“Penser le monde différemment, entreprendre autrement” : retour sur le congrès de l’Udes…

13 décembre 2017

Près de 600 employeurs, représentants de syndicats d’employeurs et de salariés, dirigeants nationaux des réseaux de l’ESS... étaient présents, le 7 décembre dernier, lors du congrès de l'Udes. L'Union a notamment défendu ses positions sur la formation professionnelle, l'apprentissage ou encore le soutien aux petites associations. Nexem était représentée par Nicole Chapentier, directrice générale de l'association REALISE et membre du Bureau de Nexem dans la table ronde "Politique d'emploi, transitions professionnelles à l'ère du numérique".
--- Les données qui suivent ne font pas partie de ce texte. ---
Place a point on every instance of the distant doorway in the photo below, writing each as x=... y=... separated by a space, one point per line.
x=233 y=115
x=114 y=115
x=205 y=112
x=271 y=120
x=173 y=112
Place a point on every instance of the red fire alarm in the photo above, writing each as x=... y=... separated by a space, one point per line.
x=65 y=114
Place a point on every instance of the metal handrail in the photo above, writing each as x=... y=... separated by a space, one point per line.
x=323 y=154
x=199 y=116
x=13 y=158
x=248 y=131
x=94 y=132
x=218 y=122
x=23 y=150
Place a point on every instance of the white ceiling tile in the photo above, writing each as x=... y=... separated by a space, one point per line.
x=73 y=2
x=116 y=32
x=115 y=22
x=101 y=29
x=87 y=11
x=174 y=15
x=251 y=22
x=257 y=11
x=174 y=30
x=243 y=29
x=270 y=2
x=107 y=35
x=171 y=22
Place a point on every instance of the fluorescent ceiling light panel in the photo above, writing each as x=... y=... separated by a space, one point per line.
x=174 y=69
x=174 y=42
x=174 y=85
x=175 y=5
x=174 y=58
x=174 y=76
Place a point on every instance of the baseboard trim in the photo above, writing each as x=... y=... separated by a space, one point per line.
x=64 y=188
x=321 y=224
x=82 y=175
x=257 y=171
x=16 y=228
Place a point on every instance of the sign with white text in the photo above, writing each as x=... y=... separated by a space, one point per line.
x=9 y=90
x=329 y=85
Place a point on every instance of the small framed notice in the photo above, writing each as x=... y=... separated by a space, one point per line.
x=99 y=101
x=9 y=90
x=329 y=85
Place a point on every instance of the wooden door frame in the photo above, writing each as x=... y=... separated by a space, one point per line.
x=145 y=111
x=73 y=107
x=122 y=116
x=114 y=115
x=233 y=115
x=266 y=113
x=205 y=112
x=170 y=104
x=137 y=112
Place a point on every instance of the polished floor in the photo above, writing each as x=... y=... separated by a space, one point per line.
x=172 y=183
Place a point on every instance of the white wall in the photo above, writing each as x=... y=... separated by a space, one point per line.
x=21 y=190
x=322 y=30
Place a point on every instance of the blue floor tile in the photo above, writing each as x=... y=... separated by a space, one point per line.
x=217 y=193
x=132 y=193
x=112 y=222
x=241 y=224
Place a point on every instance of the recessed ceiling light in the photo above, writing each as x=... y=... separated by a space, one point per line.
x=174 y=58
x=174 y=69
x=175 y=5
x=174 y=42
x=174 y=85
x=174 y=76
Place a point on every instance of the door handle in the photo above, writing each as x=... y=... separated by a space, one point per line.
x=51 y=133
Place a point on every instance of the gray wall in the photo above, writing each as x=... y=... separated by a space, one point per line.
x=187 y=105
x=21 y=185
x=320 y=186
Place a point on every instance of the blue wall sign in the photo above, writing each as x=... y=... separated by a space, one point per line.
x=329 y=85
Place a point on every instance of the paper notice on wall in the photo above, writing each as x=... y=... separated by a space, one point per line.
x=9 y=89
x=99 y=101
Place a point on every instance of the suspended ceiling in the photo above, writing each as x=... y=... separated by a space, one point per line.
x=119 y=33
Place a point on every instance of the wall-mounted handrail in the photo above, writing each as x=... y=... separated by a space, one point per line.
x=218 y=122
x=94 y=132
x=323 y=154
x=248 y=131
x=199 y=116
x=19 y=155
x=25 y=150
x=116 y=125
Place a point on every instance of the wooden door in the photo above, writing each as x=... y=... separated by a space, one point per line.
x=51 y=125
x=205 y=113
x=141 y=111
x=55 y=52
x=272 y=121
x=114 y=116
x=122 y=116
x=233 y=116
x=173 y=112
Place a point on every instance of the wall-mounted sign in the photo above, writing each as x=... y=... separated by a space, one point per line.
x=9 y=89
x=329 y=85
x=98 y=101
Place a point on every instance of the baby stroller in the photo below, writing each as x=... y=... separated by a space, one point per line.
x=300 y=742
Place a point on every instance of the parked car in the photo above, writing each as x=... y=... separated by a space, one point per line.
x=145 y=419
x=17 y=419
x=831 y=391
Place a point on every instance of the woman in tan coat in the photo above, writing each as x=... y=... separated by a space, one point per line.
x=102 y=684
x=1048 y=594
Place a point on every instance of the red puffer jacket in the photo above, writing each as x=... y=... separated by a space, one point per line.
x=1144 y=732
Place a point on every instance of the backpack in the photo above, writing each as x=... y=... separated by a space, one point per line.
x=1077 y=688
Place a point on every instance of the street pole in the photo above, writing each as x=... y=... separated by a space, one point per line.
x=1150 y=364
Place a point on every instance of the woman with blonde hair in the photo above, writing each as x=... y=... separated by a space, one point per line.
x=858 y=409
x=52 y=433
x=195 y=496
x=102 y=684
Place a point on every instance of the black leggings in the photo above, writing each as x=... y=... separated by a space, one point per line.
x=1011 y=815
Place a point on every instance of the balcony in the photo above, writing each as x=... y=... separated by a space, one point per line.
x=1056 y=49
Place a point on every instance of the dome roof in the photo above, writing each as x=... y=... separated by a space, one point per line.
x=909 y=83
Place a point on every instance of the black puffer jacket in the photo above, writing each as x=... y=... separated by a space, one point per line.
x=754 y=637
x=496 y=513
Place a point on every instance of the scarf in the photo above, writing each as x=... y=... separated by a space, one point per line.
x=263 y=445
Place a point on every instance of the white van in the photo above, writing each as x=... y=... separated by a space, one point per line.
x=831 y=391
Dans un sondage réalisé pour l’Udes auprès de 1 000 jeunes de 18 à 30 ans, 70% des jeunes interrogés déclarent que leur principal critère pour choisir un emploi est celui du sens, avant celui de la rémunération. Les métiers de l’ESS répondraient à cette quête de “sens” et d'”utilité sociale”, pour 63% de ces jeunes qui affirment qu’ils aimeraient travailler dans ce domaine – et 11% supplémentaires y travailleraient déjà.

Forte de ces constats, l’Udes a profité de son congrès national annuel pour proposer, en présence du Haut-commissaire à l’ESS, Christophe Itier, la mise en place d’une sorte de “pacte de croissance social et solidaire” et notamment la création d’un contrat de travail unifié, le développement d’une protection sociale tout au long de la vie et la mise en œuvre d’une “politique ambitieuse” d’appui à l’ESS. La feuille de route du Gouvernement, qui comprendra un volet destiné à aider les entreprises de l’ESS à changer d’échelle, devrait être dévoilée en mars prochain.

Ce congrès a aussi été l’occasion pour l’Udes d’aborder la question de la formation professionnelle : l’Union défend le rôle d’accompagnement des organismes paritaires collecteurs agréés (OPCA) et la gestion paritaire. Elle considère que l’effort de formation doit prioritairement porter sur les jeunes et sur les personnes sans qualification des TPE et des PME. Elle souhaite, par ailleurs, que l’apprentissage soit revalorisé tout en tenant bien compte des spécificités de chaque métier, et que les entreprises et les branches aient un rôle plus important dans le financement de celui-ci.

Enfin, elle plaide pour la mise en place d’un fonds spécifiquement destiné à aider les associations de moins de 20 salariés privées des contrats aidés pour les aider à passer le cap de l’année 2018.